Anyone who assumed that Donald Trump was not truly endangering the future not only of the Republican Party but the American Republic as well only needed to hear one exchange in last night’s Fox News Republican debate. If there ever was a moment to truly question whether Trump was committed to democracy it came in the midst of the discussion of U.S. national security policy. This was his response and approach to the following question:
…when you asked the U.S. military to carry out some of your campaign promises, specifically targeting terrorists' families, and also the use of interrogation methods more extreme than waterboarding, the military will refuse because they've been trained to turn down and refuse illegal orders. So what would you do, as commander-in-chief, if the U.S. military refused to carry out those orders?
He replied: “They won't refuse. They're not going to refuse me. Believe me.”

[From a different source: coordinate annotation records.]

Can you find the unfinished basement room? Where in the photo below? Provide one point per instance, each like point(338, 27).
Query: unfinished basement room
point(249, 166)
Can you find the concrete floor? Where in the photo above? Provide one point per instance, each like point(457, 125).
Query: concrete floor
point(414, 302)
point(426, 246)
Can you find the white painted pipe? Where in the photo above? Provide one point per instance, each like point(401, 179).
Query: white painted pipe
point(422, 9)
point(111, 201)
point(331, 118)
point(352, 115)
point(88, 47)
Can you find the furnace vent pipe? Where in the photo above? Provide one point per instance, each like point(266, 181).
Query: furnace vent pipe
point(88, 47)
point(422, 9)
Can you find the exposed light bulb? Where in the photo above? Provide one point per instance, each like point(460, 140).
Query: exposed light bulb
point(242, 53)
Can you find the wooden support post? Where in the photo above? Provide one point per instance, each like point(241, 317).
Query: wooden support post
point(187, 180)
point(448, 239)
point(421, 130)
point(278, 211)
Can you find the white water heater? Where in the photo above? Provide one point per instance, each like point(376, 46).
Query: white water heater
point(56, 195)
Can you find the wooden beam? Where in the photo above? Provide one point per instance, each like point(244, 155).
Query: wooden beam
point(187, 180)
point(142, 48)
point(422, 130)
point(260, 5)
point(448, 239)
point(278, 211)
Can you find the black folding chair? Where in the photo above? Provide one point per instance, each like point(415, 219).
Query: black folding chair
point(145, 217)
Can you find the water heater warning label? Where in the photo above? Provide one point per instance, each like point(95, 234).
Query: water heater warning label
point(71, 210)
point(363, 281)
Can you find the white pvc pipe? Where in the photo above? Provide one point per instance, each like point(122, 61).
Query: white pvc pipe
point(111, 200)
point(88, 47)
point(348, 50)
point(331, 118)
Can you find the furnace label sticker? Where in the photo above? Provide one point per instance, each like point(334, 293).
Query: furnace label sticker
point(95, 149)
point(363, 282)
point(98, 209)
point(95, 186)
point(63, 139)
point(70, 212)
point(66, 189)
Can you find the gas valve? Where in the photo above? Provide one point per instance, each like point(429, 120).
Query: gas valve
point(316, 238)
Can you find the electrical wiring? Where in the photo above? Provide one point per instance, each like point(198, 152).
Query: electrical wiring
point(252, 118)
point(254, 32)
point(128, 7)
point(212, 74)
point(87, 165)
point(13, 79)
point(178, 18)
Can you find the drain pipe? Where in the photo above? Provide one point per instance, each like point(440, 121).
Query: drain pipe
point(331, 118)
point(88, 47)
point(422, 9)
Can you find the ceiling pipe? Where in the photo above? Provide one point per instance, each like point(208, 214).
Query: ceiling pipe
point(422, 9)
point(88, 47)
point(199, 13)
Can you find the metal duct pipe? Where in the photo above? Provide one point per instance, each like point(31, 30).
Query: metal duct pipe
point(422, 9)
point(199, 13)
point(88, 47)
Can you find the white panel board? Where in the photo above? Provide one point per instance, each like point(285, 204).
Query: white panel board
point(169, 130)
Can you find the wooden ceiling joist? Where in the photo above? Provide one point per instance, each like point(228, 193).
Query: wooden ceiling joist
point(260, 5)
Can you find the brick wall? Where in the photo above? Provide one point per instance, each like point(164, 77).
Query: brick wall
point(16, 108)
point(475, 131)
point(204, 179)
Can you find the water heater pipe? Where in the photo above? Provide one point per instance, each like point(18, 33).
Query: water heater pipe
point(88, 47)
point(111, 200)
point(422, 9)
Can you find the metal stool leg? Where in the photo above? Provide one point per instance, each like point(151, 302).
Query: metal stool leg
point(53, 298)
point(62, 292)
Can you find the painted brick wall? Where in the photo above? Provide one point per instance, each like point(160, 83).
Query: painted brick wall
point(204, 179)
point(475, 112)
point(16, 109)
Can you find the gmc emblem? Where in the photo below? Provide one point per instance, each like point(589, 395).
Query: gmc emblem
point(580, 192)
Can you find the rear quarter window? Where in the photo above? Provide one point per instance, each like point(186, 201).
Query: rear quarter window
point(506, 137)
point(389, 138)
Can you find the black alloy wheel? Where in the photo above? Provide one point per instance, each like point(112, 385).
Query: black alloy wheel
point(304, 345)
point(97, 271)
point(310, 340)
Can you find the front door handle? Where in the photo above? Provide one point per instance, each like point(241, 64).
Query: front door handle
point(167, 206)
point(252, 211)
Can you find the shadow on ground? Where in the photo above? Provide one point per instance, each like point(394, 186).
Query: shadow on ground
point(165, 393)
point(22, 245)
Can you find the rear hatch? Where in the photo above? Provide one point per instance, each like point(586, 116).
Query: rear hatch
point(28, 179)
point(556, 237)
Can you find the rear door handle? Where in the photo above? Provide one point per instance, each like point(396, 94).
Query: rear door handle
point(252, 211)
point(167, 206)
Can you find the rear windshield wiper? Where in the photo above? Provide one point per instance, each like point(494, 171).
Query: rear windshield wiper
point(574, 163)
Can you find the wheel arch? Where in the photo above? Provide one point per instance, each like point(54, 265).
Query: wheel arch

Then Trump was challenged further by the questioner, “But they're illegal.” Trump replied after a bit of digression, “…I'm a leader. I'm a leader. I've always been a leader. I've never had any problem leading people. If I say do it, they're going to do it. That's what leadership is all about.”
The sooner the country understands that this is not the language of a democrat but of a fascist demagogue. If America is to remain a country governed by law than the citizens had better realize that candidates for the presidency need to comprehend this reality. The type of leadership proposed above by Donald Trump is not acceptable; not to Democrats, not to Republicans, not to any Americans.
The fact that so many Americans have become infatuated with Trump and have joined his movement is understandable. It also a very sad commentary on the state of political leadership in the United States; nevertheless there are options—in both parties. History has examples of what happens when a democracy opts for a leader who is caught up in the cult of personality and has no regard for the law.